Today we released some key news about NetScaler.  First, we announced a new series of NetScaler appliances.  And second, we published a note on the performance of NetScaler in comparison to F5.  This got me reflecting on the very different architectural approaches these two products embody.

In this blog, I’ll talk, in particular, about the notion of fastpath and how something that used to connote elegant design and superior performance, has been reduced to not much more than a gimmick, a trick, a sleight of hand and a dubious performance claim in the hands of benchmarketers.

Now, when you hear the word fastpath, either literally, or variously disguised as a ‘FastXYZ’ profile or a turbo operating mode, and so on, it should immediately raise flags — big red flags — in your head.  For fastpath has an evil twin.  And it is called slowpath.

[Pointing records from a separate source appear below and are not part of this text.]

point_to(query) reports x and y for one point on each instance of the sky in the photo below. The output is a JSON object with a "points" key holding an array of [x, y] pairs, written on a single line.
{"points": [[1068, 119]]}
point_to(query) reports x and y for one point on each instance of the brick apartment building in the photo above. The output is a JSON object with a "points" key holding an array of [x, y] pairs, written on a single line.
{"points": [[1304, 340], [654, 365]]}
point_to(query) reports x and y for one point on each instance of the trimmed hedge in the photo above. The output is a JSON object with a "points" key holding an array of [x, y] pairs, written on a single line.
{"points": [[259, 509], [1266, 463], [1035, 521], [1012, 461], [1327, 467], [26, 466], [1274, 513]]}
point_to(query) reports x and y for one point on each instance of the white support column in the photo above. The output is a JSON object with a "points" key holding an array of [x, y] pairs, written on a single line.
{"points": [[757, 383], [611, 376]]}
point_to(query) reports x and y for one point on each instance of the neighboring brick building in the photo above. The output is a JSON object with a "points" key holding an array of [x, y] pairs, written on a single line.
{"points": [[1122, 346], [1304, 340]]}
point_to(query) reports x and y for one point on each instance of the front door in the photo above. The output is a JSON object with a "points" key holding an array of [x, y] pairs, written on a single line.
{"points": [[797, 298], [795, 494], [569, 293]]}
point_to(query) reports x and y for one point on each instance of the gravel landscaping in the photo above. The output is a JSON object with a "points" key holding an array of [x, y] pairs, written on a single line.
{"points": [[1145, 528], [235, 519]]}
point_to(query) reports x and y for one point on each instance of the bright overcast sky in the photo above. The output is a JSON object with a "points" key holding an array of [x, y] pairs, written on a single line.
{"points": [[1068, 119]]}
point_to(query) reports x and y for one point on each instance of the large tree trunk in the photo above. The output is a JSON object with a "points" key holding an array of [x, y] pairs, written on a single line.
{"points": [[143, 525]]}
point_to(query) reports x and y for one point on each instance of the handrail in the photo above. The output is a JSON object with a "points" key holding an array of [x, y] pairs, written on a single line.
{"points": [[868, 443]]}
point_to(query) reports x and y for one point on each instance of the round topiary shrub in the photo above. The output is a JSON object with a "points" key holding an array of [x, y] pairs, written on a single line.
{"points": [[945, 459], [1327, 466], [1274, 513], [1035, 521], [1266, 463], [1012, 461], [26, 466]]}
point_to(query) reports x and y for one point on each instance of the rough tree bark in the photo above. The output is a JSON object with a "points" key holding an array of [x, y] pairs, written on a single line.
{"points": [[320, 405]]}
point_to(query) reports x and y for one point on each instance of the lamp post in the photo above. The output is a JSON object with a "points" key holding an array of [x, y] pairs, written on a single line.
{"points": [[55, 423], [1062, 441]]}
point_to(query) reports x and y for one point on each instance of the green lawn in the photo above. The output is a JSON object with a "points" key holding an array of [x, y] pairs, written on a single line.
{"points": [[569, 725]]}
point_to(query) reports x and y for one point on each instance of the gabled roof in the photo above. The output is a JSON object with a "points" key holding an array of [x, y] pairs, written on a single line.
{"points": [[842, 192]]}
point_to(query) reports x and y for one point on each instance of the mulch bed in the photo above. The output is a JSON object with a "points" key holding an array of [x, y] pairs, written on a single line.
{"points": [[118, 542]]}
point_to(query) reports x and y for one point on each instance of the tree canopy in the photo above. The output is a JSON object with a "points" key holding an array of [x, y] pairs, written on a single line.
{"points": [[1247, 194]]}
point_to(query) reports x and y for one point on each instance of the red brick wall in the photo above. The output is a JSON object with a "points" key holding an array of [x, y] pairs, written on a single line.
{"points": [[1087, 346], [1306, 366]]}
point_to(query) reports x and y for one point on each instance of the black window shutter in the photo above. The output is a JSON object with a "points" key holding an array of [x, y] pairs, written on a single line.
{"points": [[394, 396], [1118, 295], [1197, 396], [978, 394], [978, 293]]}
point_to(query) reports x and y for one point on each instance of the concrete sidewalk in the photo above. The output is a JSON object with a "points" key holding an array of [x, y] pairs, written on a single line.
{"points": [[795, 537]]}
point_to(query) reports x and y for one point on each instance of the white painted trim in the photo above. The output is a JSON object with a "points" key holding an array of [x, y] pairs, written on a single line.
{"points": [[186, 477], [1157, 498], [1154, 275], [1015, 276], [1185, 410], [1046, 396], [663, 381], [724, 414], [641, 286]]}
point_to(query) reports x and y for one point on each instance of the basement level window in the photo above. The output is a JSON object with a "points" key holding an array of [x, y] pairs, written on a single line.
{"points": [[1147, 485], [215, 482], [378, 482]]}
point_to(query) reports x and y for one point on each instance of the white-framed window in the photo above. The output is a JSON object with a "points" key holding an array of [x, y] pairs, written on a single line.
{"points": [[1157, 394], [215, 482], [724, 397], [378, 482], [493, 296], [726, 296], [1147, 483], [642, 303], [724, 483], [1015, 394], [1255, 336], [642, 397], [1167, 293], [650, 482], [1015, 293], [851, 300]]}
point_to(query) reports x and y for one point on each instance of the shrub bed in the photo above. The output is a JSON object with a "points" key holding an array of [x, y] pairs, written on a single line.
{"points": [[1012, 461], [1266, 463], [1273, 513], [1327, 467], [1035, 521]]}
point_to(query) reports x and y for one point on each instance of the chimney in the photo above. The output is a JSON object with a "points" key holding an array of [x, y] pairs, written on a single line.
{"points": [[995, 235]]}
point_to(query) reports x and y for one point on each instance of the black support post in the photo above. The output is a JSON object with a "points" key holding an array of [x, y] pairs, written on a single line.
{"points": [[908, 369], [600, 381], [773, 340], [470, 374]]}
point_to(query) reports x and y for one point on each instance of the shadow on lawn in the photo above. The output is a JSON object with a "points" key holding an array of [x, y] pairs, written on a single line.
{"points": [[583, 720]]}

Let me explain. When you see a selective claim — where some special kind of traffic could benefit from a fastpath implementation – you must ask two questions:

  1. What about the traffic that cannot be handled along the fastpath?  By definition, this traffic follows a slower path.  Later on I’ll explain, why the slower path tends to get slower as time passes.
  2. Would you accept being limited to the narrow set of constraints that the traffic must adhere to, in order to get the fastpath treatment?  I’ll explain how these constraints tend to get narrower as time passes.

But first – surely not all fastpath designs are bad.   Then how does one judge the goodness of a fastpath design?  Wikipedia describe fast path pretty well.  In particular the excerpt:

“…For a fast path to be effective it must handle the most commonly occurring tasks more efficiently than the ‘normal’ path…”

The goodness of a fastpath design critically hinges on whether it is the most commonly occurring tasks that benefit from the established fast path.  A fastpath that does not cover the most commonly occurring tasks, is no good.  And when it comes at the cost of making the normal path slower, you’ve been had by the evil twin of fastpath.

Per F5, and I quote – “the FastHTTP profile is optimized for speed under ideal traffic conditions”.  These ideal traffic conditions do not tolerate even things like out of order packets, or source-ip preservation.

How did it get this bad?

When I first heard about the ‘ideal traffic conditions’ requirements for F5 FastHTTP vserver profile, I was puzzled.   I have a tremendous respect for the F5 engineering team, even as we have competed over the years, and I wondered –

“Why would anyone design and market a feature that is only ever useful under ideal traffic conditions, (otherwise known as benchmarks…)?”

Well the straightforward answer is – ‘to optimize for benchmarks’.  But it usually doesn’t start that way.  The fact of the matter is that fastpath design is a sophisticated tradeoff.  From an engineer’s perspective, they can either optimize the existing path – one that handles numerous possible real-world traffic scenario – no mean task.  Or they can bolt-on a much-simpler fastpath and divert selected traffic to it, without ever having to revisit the normal code path.

The simplicity, optimization and engineering efficiency of such a fastpath is a direct result of narrowly defining what is and is not allowed to follow the fast path.

Without exercising mindful caution and discipline, the respite of fastpath can quickly turn from a runtime shortcut into a coding-time shortcut.   A misguided tradeoff between engineering effort and usefulness.  As a result, you find these fastpath approaches that are good for not much in the real world.

Any work going towards creating and embellishing these mock-fastpaths, is work not going towards optimizing more real-world scenarios.  And you can expect the normal path to get slower over time.

What about NetScaler?

So how do we do it in NetScaler?  We have adopted two guidelines that have helped us greatly.

First, we focus on real-world scenarios.  In our test labs, in our developer harnesses, in our design reviews and in our product management processes, there is an almost obsessive bias towards tuning for real-world traffic scenarios.  Sure, we publish datasheet numbers and benchmarks too, but in our world, these are the outcomes, and not the inputs into product design.

And second, we follow a very simple hardware design philosophy – keep the path between the processor and the NIC as short as possible.  When you have a switching ASIC or two, and / or an FPGA or two in the path of every packet, and each hop can introduce queuing and delay, it is no wonder that you have to find paths that short circuit some of these hops for the benchmarks.

In closing, evaluate fastpath offerings very carefully.  Remember that whenever there is a fast path, there is also a slower path.  Ask whether your traffic will follow the fast path or the slow one.  If all paths were fast, no one would be calling out a fast path – it would be called TriScale.